There are a few challenges related to the above problems. First, our algorithm should be designed for millions of documents. Second, the files should be compressed enough to fit in memory. Finally, the algorithm must be efficient to find near duplicate in small amount of time.

Simhash

Charikar’s simhash [1] is a dimensionality reduction technique which maps high dimensional documents to very small sized fingerprints. We can compute the Hamming distance of two finger- prints to measure the cosine similarity.

Algorithm

The basic sketch of using simhash algorithm to measure similarity is:

  1. Step 1: Convert the document into set of features associated with weights.
  2. Step 2: Create f-bit fingerprint for each document.
  3. Step 3: Calculate Hamming distance between two fingerprints to measure similarity between corresponding documents.
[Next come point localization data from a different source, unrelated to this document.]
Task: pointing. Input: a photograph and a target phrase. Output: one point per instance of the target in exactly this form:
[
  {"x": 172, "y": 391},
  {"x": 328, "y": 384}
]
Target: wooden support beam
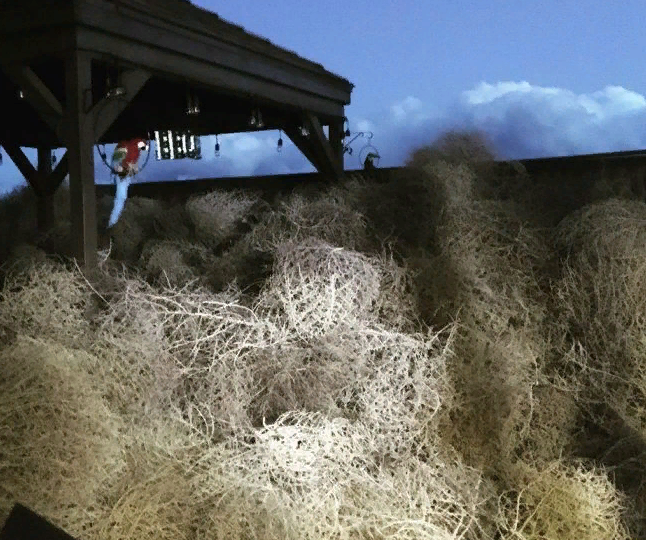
[
  {"x": 44, "y": 200},
  {"x": 203, "y": 71},
  {"x": 78, "y": 134},
  {"x": 322, "y": 145},
  {"x": 336, "y": 136},
  {"x": 37, "y": 94},
  {"x": 106, "y": 111},
  {"x": 57, "y": 176}
]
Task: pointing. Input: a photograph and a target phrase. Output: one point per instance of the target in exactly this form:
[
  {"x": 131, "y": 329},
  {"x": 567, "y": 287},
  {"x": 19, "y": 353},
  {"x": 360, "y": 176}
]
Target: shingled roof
[{"x": 186, "y": 14}]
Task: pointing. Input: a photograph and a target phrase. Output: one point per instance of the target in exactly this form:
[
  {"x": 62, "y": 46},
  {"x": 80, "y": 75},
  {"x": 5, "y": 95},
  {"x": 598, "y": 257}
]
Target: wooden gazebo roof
[{"x": 56, "y": 57}]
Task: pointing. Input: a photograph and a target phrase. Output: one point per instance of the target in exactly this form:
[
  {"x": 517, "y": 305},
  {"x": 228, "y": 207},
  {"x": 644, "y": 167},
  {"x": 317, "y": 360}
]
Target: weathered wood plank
[
  {"x": 175, "y": 65},
  {"x": 80, "y": 150},
  {"x": 45, "y": 200},
  {"x": 207, "y": 48},
  {"x": 27, "y": 46}
]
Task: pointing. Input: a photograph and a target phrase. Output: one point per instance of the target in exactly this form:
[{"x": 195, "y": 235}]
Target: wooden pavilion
[{"x": 74, "y": 73}]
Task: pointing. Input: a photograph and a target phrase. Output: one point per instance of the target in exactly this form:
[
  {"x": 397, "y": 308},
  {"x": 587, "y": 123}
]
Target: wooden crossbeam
[
  {"x": 37, "y": 94},
  {"x": 44, "y": 200},
  {"x": 320, "y": 141},
  {"x": 106, "y": 111},
  {"x": 23, "y": 164},
  {"x": 305, "y": 146}
]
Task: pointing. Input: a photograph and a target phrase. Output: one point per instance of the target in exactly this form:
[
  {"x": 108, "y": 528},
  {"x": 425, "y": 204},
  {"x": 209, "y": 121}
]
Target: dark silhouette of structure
[{"x": 74, "y": 73}]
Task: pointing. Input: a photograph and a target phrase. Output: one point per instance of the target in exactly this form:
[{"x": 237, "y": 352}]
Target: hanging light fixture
[
  {"x": 279, "y": 146},
  {"x": 192, "y": 104}
]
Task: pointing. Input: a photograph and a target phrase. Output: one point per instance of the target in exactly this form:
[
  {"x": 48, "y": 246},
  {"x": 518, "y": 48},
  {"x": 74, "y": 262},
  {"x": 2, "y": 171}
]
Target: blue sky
[{"x": 540, "y": 77}]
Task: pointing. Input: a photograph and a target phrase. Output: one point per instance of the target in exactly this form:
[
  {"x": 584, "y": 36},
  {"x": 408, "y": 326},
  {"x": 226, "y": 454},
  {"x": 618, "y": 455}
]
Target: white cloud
[{"x": 522, "y": 119}]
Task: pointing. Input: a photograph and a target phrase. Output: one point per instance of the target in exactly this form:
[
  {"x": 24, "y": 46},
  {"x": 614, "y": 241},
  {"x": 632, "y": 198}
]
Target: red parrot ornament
[{"x": 126, "y": 156}]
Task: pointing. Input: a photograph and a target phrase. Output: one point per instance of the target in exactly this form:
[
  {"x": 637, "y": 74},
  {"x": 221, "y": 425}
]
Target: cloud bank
[{"x": 521, "y": 119}]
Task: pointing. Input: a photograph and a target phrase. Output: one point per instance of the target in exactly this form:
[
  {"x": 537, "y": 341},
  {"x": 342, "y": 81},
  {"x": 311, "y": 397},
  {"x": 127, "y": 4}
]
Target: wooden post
[
  {"x": 79, "y": 137},
  {"x": 45, "y": 199},
  {"x": 336, "y": 136}
]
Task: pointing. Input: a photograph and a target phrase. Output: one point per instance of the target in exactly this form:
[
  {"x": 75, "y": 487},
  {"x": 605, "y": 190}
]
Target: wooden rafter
[
  {"x": 322, "y": 144},
  {"x": 305, "y": 146},
  {"x": 38, "y": 95},
  {"x": 106, "y": 111},
  {"x": 80, "y": 150}
]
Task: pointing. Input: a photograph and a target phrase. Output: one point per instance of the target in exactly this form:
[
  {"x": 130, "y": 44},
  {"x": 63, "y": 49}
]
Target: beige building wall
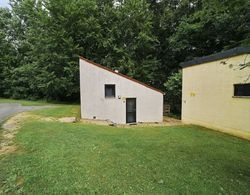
[
  {"x": 149, "y": 103},
  {"x": 207, "y": 96}
]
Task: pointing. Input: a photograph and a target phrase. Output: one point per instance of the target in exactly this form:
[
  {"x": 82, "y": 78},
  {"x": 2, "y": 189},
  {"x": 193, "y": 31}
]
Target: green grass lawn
[
  {"x": 60, "y": 158},
  {"x": 24, "y": 102}
]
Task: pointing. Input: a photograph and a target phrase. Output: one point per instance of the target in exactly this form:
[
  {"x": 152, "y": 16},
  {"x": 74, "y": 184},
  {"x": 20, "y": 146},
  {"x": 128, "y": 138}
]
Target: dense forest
[{"x": 40, "y": 40}]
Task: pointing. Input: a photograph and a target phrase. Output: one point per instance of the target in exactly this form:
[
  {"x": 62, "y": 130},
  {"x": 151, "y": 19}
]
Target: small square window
[
  {"x": 242, "y": 89},
  {"x": 109, "y": 91}
]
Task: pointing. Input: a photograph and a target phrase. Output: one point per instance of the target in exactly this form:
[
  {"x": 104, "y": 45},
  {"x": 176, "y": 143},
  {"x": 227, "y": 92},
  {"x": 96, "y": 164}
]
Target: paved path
[{"x": 8, "y": 109}]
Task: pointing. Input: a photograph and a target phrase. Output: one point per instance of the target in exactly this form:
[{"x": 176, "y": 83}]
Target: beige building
[
  {"x": 216, "y": 92},
  {"x": 110, "y": 95}
]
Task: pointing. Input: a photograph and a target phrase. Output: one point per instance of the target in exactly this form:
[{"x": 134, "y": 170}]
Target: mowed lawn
[{"x": 60, "y": 158}]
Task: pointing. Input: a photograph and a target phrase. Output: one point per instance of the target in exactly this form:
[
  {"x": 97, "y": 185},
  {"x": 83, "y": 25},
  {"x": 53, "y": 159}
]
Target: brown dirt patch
[{"x": 10, "y": 128}]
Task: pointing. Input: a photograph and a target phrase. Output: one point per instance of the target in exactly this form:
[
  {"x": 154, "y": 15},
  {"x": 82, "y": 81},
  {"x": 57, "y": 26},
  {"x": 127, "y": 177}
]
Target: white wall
[{"x": 149, "y": 103}]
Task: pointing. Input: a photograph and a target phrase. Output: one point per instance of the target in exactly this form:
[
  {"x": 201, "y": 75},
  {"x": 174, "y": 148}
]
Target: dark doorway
[{"x": 130, "y": 110}]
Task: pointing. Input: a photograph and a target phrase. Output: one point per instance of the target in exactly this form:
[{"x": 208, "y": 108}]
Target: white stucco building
[{"x": 109, "y": 95}]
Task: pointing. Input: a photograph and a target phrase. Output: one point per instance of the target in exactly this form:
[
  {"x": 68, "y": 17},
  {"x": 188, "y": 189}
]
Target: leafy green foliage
[
  {"x": 173, "y": 86},
  {"x": 40, "y": 40},
  {"x": 59, "y": 158}
]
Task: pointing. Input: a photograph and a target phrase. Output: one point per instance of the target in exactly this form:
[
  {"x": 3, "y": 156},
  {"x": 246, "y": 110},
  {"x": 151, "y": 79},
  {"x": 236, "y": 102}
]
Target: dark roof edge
[
  {"x": 224, "y": 54},
  {"x": 122, "y": 75}
]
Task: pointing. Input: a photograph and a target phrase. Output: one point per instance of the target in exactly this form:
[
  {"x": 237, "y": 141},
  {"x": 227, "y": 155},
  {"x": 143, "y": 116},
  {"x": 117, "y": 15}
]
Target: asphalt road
[{"x": 8, "y": 109}]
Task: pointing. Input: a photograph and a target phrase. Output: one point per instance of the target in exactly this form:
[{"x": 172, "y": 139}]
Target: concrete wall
[
  {"x": 207, "y": 96},
  {"x": 149, "y": 103}
]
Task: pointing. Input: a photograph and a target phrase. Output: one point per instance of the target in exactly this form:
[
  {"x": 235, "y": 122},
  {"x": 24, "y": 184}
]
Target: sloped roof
[
  {"x": 122, "y": 75},
  {"x": 224, "y": 54}
]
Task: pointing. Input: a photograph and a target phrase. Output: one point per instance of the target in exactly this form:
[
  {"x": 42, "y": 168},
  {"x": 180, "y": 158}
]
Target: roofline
[
  {"x": 122, "y": 75},
  {"x": 218, "y": 56}
]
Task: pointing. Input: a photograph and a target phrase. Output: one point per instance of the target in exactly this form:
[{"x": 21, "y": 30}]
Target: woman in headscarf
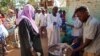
[{"x": 28, "y": 32}]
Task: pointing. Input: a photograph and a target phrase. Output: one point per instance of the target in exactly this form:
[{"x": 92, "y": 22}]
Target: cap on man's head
[
  {"x": 82, "y": 9},
  {"x": 10, "y": 10}
]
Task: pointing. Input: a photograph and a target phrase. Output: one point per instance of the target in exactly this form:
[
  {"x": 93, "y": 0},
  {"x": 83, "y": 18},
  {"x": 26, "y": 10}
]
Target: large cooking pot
[{"x": 61, "y": 49}]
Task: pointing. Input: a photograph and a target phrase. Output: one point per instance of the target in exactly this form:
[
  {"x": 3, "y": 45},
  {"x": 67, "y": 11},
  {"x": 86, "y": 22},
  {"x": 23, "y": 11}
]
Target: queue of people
[{"x": 32, "y": 25}]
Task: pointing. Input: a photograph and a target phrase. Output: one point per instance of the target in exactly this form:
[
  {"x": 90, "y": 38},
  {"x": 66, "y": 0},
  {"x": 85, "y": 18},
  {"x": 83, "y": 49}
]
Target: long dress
[
  {"x": 54, "y": 30},
  {"x": 28, "y": 38}
]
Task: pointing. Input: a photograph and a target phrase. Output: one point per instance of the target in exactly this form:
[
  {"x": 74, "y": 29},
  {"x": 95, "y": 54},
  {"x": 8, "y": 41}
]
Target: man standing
[{"x": 91, "y": 33}]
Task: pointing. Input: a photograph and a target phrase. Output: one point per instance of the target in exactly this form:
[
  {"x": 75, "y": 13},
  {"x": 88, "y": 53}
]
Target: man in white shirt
[
  {"x": 37, "y": 17},
  {"x": 91, "y": 33},
  {"x": 53, "y": 25}
]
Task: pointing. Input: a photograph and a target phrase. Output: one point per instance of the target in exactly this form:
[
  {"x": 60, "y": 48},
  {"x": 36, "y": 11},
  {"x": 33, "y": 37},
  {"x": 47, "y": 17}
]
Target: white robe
[{"x": 53, "y": 30}]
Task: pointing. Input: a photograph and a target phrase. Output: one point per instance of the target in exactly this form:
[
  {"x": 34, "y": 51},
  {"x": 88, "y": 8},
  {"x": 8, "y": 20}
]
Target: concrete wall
[{"x": 93, "y": 5}]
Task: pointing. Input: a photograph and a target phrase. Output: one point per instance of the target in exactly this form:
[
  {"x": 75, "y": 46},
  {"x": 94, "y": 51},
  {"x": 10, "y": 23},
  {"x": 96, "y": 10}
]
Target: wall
[{"x": 93, "y": 5}]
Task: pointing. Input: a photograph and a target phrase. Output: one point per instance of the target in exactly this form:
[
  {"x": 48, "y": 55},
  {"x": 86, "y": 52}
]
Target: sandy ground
[{"x": 16, "y": 52}]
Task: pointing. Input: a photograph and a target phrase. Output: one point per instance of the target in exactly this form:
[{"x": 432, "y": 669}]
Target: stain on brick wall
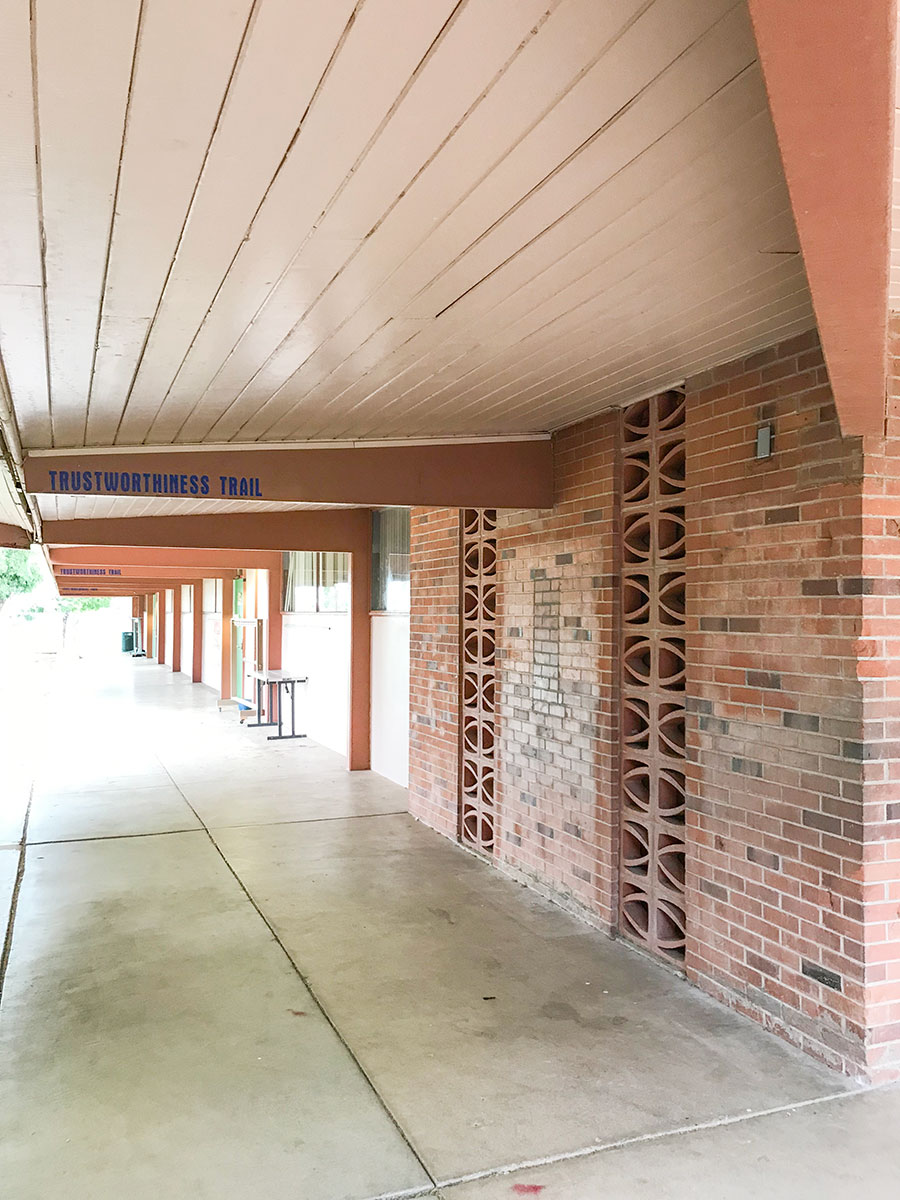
[{"x": 557, "y": 720}]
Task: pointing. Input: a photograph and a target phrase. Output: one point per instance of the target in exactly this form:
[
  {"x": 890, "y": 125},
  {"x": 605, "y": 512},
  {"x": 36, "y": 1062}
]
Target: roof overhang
[{"x": 829, "y": 72}]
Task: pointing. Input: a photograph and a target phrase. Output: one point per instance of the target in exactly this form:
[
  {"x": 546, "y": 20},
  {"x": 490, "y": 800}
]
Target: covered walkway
[{"x": 239, "y": 971}]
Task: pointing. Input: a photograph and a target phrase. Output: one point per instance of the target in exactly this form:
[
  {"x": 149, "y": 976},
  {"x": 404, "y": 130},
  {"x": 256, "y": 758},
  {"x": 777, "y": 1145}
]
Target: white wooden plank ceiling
[{"x": 279, "y": 220}]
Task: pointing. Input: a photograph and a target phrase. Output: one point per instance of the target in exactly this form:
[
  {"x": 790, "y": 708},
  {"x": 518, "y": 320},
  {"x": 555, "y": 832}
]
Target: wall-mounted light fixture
[{"x": 765, "y": 441}]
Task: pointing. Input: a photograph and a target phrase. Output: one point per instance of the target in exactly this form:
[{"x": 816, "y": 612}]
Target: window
[
  {"x": 316, "y": 582},
  {"x": 211, "y": 595},
  {"x": 390, "y": 561}
]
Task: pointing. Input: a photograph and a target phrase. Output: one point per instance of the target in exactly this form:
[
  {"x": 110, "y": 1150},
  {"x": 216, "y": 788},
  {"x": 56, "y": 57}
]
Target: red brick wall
[
  {"x": 435, "y": 667},
  {"x": 557, "y": 721},
  {"x": 775, "y": 822},
  {"x": 880, "y": 675},
  {"x": 793, "y": 693}
]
First, we have to choose features for each document. Feature selection also depends on the application. Word is a very obvious choice as features. We can also choose shingle as feature. A k-shingle is every k-length adjacent set of characters. Consider the sentence - “The earth is moving.” The set of k-shingles for k = 5: {The_e, he_ea, e_ear, _eart, . . .}. If the application requires such similarity measure that demands the order of appearance then shingle can be a good choice as feature. In this project, we used word as our feature. There are some preprocessing before converting them as set of features. We converted the whole document to lowercase as case sensitivity does not contribute to similarity score. Then we have removed the stop words (e.g., a, an, the etc.) and punctuation symbols which are common in every document. Next, the weight of each word is calculated. There are several ways to calculate the weight of each feature. The feature with more weight will contribute more to the similarity score. A very intuitive weight measure is the frequency of each term. The term which appears more in a document carries more weight. We can also use TF-IDF (Term Frequency-Inverse Document Frequency) as weight. After the preprocessing is done, we create f-bit binary fingerprint of each document using simhash algorithm. The value of f is 32 or 64 in practice. First, each feature is converted to a f-bit binary hash value using a uniformly distributed hash function (e.g., MD5, FNV, Murmur). Then we define a vector of length f, initially with all zero values. Now, we iterate through each bit position (1 to f). If the bit position is 1 then we add the weight and if the bit position is 0 then we subtract the weight. After all the iterations, we get a vector of real values of length f. Finally, if the ith value is negative we convert it to 0, otherwise we convert it to 1. Thus, we get f-bit fingerprint of a document.

References

  1. Moses S Charikar. Similarity estimation techniques from rounding algorithms. Proceed- ings of the thiry-fourth annual ACM symposium on Theory of computing-ACM, pages 380–388, 2002.